Man who attacked pregnant woman given 'second chance'

Inverness Sheriff Court
Image caption The court heard that Stewart was unhappy with the pregnant woman's behaviour

A man who attacked a pregnant woman has been given a community pay-back order and told to attend alcohol counselling.

Alexander Stewart, 25, struck Ann Stewart, a friend of his partner, on the head and bit her during the attack at his home in Inverness on 5 March.

The court heard he was unhappy at her behaviour, and thought she was under the influence of alcohol or drugs.

Sentencing, Sheriff Margaret Neilson said she would give him the chance to show he would turn his life around.

Depute fiscal Karen Smith had told Inverness Sheriff Court that Stewart thought she was "getting in his face" and he struck her on the head with his hand and bit her on the finger.

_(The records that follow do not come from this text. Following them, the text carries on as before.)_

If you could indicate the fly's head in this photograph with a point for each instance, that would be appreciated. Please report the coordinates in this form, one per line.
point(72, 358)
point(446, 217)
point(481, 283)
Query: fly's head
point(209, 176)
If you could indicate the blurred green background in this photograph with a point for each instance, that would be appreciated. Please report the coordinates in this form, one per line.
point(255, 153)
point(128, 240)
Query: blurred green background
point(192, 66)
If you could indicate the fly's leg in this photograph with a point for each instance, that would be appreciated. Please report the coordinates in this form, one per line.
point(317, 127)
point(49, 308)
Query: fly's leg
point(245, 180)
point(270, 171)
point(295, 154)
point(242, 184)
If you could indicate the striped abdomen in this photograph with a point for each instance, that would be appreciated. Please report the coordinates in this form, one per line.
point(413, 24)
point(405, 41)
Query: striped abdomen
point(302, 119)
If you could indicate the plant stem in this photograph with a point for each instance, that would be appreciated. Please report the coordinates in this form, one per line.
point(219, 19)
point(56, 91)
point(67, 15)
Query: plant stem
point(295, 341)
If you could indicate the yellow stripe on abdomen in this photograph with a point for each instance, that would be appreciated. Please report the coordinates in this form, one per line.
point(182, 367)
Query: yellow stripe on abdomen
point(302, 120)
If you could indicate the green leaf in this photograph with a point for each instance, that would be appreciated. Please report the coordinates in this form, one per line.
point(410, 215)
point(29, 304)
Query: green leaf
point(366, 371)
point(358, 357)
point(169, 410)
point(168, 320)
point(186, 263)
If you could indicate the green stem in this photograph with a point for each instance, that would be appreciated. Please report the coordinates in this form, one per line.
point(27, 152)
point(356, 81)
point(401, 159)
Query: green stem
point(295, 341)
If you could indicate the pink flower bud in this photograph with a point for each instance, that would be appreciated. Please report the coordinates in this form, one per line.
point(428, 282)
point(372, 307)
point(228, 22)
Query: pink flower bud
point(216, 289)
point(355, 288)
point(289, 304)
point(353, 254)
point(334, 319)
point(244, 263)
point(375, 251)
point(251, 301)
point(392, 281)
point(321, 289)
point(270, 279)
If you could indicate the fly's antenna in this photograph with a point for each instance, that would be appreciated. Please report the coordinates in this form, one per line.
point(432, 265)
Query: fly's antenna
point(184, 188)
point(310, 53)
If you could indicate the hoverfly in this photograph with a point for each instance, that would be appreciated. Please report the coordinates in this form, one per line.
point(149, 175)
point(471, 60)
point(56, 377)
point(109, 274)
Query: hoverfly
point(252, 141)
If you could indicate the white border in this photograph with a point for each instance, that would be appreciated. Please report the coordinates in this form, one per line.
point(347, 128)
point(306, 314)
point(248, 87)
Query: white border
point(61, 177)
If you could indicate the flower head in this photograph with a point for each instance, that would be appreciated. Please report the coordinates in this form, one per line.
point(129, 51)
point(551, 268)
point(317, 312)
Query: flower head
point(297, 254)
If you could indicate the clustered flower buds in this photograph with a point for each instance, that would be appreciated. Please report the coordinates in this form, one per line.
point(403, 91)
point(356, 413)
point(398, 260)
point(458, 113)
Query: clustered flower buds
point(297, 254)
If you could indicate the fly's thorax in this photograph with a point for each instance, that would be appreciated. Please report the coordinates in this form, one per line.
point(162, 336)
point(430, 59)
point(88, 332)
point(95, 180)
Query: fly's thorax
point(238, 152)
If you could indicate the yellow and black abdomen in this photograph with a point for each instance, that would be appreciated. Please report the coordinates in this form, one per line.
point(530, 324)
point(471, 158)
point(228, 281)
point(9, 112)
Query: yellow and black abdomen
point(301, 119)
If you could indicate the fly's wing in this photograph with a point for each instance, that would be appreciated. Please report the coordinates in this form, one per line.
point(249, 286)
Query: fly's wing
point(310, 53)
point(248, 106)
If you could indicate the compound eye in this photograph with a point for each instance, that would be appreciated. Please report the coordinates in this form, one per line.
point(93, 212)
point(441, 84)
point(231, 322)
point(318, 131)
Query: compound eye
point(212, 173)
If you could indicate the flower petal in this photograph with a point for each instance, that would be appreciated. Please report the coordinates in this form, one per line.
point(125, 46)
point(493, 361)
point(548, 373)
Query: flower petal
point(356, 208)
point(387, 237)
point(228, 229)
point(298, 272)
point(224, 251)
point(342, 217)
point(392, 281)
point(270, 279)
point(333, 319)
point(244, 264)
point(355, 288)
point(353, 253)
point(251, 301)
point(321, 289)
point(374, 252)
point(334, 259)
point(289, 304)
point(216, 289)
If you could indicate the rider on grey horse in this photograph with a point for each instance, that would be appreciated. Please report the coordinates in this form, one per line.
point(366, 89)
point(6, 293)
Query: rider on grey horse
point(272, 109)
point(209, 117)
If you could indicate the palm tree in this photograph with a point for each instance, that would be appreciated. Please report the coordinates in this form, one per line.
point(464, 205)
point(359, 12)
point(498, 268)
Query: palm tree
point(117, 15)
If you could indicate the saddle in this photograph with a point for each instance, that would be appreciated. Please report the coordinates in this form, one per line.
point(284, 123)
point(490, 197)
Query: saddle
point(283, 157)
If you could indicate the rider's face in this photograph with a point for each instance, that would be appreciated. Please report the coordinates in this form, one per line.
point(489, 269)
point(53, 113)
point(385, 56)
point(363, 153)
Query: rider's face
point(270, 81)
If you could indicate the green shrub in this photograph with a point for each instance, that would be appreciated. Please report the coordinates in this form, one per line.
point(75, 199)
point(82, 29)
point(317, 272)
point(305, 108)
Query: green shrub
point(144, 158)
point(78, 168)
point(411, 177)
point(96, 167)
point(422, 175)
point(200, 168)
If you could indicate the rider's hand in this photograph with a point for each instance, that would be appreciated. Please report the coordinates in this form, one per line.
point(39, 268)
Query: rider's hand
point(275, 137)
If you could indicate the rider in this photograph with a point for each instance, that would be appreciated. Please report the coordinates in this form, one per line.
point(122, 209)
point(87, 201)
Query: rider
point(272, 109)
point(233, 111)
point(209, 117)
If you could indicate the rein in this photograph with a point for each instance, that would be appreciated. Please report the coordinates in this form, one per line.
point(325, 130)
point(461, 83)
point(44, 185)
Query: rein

Stewart, had previously admitted committing the assault while on a bail order when he appeared from custody last month.

Sentence was deferred for background reports.

Alternative sentence

Defence lawyer John McColl admitted his client had a bad record, with a number of previous convictions.

However, he said Stewart had not served a community-based sentence since 2005 and the sheriff who deferred the case for reports realised jail had not worked for him.

Mr McColl said the social inquiry report was somewhat positive given his history.

He told the court that Stewart had expected a jail sentence, but would be willing to do an alternative as suggested by the social worker.

He added: "The victim was an acquaintance of his partner and it was a result of her poor behaviour in his house that he reacted to her."

Sheriff Margaret Neilson told Stewart: "With considerable hesitation I am going to give you the opportunity to show you are really prepared to turn your life around.

"You presumable realise that if you blow this chance you will not get another one and you will be back through the revolving door."

She sentenced him to be placed on a community pay-back order for two years, with the condition he carry out 240 hours of community service and attend alcohol counselling.